Another face appeared over the priest’s shoulder. It was the most handsome face Daman could recall. Not movie star looks, but something that went much deeper. Strong, well-balanced features, a long nose, chiseled cheeks and a firm mouth. Serious. Masculine.
Short cropped blond hair was brushed back in well formed waves. Beneath an unlined forehead were clear blue eyes. The color of the Mediterranean in summer. Or the sky in a photograph taken with a blue-toned lens. There were only one set of eyes that were similar to those.
They were the pair that shone and sparkled when they looked at him. These eyes, belonging to the man, were compassionate, but restrained. Curious, but not overly willful. There was nothing familiar flashing behind them. No niggling feeling that there was so much more to the warm looks he caught them soaking into him.
They contained none of the emotions that the pair of eyes he’d fallen in love with contained.
“Angel!” he cried out, staggering to his knees. “They have Angel!”
Despair kicked his gut. He bent double, dry-retched, clutching his side. Red-black blood oozed between his fingers as the wound in his side stretched and tore, but it was nothing to the pain of knowing he’d lost Angel.
“I know, my son. And we are here to help.”
Daman turned his head and regarded the priest. “I felt your pulse. There was nothing. You were cold. Shot dead.”
“And yet you can see I’m quite alive. In fact, I’ve never felt so good in my…life.”
Daman inspected the man, who still had yet to move or speak, behind the priest. “You look familiar. Like…Angel.”
Daman sucked in a breath as realization dawned. “You are dead. And you have come to take him.”
The angel bowed slightly and the Father beamed. “You are a smart boy. I pleaded my case for help. I can’t go onwards if there’s unfinished business still on Earth.”
Daman’s face flushed with red heat and his skin prickled. He tried to breathe, but couldn’t kick the airless feeling that constricted his lungs. He twisted onto his side to ease pressure on his chest. His feet knocked something when he moved. Daman looked down to see what he’d kicked and saw the priest’s too-still feet behind the altar. Black blood had pooled and sunk to stain the stone floor beneath them. So much blood. He closed his eyes against the sight, resisting the nausea that roiled in his gut.

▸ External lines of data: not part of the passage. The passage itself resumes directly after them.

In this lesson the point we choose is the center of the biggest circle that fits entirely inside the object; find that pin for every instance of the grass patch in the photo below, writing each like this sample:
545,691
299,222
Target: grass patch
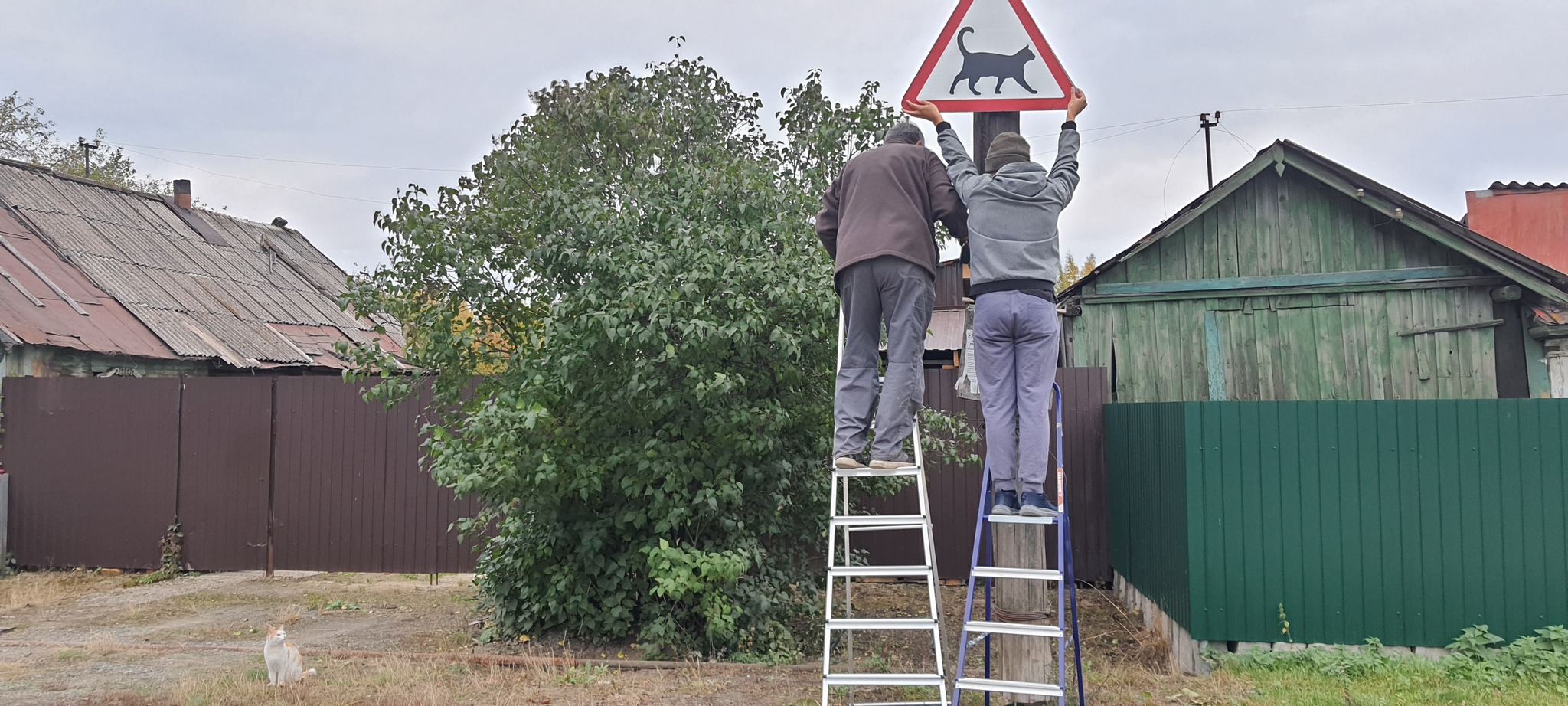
323,603
590,673
1369,677
34,589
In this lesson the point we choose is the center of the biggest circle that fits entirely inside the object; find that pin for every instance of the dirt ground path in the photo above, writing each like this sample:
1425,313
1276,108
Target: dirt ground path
378,639
79,639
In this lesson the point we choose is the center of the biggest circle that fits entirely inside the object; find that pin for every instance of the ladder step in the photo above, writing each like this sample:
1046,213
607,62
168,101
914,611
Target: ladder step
885,680
841,571
1010,688
1014,628
878,520
899,703
875,472
1020,520
882,623
1015,573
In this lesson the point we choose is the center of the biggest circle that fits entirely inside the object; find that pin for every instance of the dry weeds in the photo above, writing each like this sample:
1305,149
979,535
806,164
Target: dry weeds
405,683
40,589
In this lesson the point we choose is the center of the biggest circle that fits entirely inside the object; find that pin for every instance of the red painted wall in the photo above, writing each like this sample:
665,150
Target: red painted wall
1530,221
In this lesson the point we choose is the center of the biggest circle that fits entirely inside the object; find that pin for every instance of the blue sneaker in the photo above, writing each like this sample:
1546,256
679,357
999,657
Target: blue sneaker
1035,505
1004,502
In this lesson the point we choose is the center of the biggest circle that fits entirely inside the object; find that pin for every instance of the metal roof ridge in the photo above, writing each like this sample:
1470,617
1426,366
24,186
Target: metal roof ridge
1280,154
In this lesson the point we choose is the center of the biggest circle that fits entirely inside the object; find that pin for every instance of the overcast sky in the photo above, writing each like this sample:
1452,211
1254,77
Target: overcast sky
427,85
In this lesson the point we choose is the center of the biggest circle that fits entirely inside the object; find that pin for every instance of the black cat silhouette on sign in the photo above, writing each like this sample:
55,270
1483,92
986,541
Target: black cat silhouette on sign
991,57
982,65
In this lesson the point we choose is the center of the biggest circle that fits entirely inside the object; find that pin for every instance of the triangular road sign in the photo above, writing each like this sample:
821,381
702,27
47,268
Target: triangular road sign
991,57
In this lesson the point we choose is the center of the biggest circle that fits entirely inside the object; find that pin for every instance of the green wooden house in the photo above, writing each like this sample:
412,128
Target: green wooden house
1321,413
1300,279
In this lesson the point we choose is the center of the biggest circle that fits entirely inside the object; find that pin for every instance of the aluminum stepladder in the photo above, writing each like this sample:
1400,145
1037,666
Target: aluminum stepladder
839,567
1062,576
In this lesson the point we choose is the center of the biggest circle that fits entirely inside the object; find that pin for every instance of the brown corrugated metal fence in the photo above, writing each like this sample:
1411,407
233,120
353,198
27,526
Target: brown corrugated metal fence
350,471
956,492
224,454
93,469
101,468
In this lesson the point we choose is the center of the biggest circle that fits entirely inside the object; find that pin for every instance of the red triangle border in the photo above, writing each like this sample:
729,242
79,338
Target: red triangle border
993,106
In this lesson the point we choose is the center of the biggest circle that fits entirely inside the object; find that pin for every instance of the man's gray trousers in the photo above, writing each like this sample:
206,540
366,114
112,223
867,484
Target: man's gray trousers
902,294
1017,338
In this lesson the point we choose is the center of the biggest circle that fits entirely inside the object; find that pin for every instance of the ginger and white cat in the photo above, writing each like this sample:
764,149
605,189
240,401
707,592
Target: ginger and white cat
284,664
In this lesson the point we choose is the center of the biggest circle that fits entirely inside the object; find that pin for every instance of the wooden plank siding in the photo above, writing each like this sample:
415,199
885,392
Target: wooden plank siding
1310,291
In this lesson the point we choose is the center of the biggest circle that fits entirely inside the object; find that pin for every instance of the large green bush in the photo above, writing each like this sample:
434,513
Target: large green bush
634,283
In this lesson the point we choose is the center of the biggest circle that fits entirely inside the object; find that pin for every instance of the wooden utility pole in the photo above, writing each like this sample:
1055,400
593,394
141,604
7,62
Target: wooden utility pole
87,155
1207,145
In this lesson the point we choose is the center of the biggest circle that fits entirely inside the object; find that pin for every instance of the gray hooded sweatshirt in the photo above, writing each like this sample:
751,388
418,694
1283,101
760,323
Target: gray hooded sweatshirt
1014,214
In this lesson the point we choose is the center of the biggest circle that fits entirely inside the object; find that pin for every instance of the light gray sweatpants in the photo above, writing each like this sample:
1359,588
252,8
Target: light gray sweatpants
902,294
1017,339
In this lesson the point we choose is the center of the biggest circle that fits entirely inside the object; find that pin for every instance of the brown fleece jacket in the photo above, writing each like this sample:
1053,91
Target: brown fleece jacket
885,203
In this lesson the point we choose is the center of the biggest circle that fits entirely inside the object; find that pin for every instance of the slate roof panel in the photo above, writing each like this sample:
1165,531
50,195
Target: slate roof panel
200,299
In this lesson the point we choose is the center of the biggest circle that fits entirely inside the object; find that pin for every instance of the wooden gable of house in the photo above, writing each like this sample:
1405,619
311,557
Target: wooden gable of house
1285,286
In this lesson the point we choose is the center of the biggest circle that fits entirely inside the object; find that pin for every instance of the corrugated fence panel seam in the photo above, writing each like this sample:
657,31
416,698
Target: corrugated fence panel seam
1402,520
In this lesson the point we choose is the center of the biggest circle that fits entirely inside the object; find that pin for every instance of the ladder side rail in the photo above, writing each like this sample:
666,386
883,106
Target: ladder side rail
833,504
990,561
827,634
848,604
1062,548
969,600
1065,532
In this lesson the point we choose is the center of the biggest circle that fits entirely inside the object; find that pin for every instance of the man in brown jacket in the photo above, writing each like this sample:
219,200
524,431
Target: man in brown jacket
877,223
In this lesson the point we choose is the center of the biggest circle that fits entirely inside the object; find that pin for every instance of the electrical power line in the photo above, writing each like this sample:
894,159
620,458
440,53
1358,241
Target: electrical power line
1120,134
1125,124
1400,103
1165,188
292,162
1162,121
254,181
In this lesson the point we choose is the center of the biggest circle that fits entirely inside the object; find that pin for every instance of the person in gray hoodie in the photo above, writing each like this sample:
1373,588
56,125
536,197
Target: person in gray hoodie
1015,260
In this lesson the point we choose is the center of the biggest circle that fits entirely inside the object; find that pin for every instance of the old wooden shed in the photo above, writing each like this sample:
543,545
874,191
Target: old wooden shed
1300,279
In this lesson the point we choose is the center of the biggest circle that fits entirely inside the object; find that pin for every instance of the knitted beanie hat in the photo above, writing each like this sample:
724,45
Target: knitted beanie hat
1005,149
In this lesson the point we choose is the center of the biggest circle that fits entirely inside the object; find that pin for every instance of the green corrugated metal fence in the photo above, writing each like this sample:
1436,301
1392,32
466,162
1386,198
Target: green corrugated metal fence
1407,521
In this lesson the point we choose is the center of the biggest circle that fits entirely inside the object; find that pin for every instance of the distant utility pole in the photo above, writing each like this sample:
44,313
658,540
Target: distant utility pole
1207,143
87,155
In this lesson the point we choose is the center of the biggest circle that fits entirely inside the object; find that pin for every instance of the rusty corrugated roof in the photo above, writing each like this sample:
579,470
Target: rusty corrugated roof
946,330
37,296
1526,187
204,297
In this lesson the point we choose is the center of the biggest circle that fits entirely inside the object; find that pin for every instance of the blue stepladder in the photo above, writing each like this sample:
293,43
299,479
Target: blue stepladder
844,523
981,631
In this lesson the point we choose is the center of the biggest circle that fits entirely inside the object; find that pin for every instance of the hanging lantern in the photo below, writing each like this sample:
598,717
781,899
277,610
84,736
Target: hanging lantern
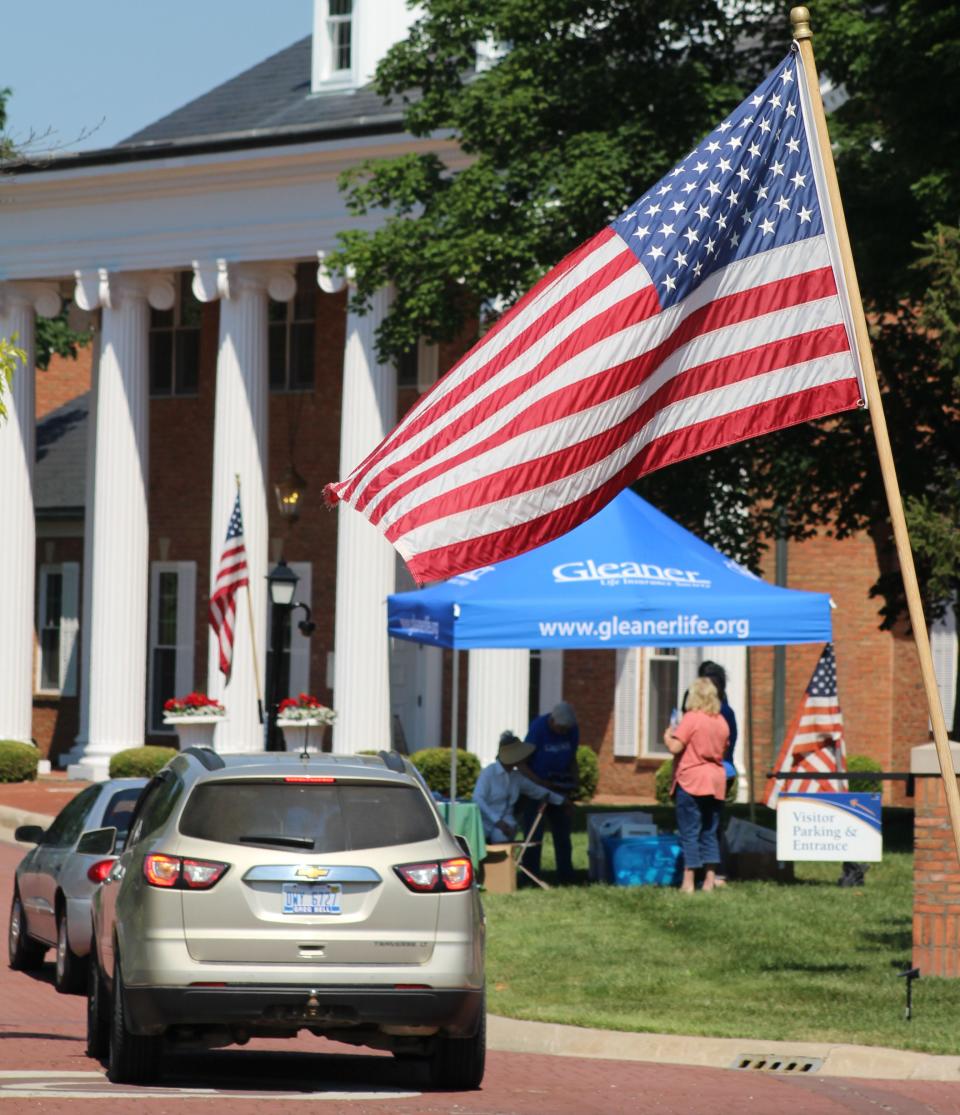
289,491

“Oh, God. I was too late,” Daman gasped.
“Calm yourself. It was my time to go. I’m happy to have helped so many people in my church and the next adventure beckons. My only regret is that I didn’t help you more, and now I find I’m in a position where I can. It is beyond my expectations. In truth, you, my dear boy, were my last case. The one and only true hero I wanted so desperately to help. When I saw you with Angel, I knew…knew she had come for you and that she would be the only one that could save you from yourself. You have put yourself through enough, and now it’s time to right the wrongs.”
“I know who did this to you, Father, and believe me when I tell you they will pay for coming here and murdering you. It’s my fault they knew about you. I should never have brought Angel here. I knew they’d traced me when I left that day. And then I went away. I should have offered you protection.”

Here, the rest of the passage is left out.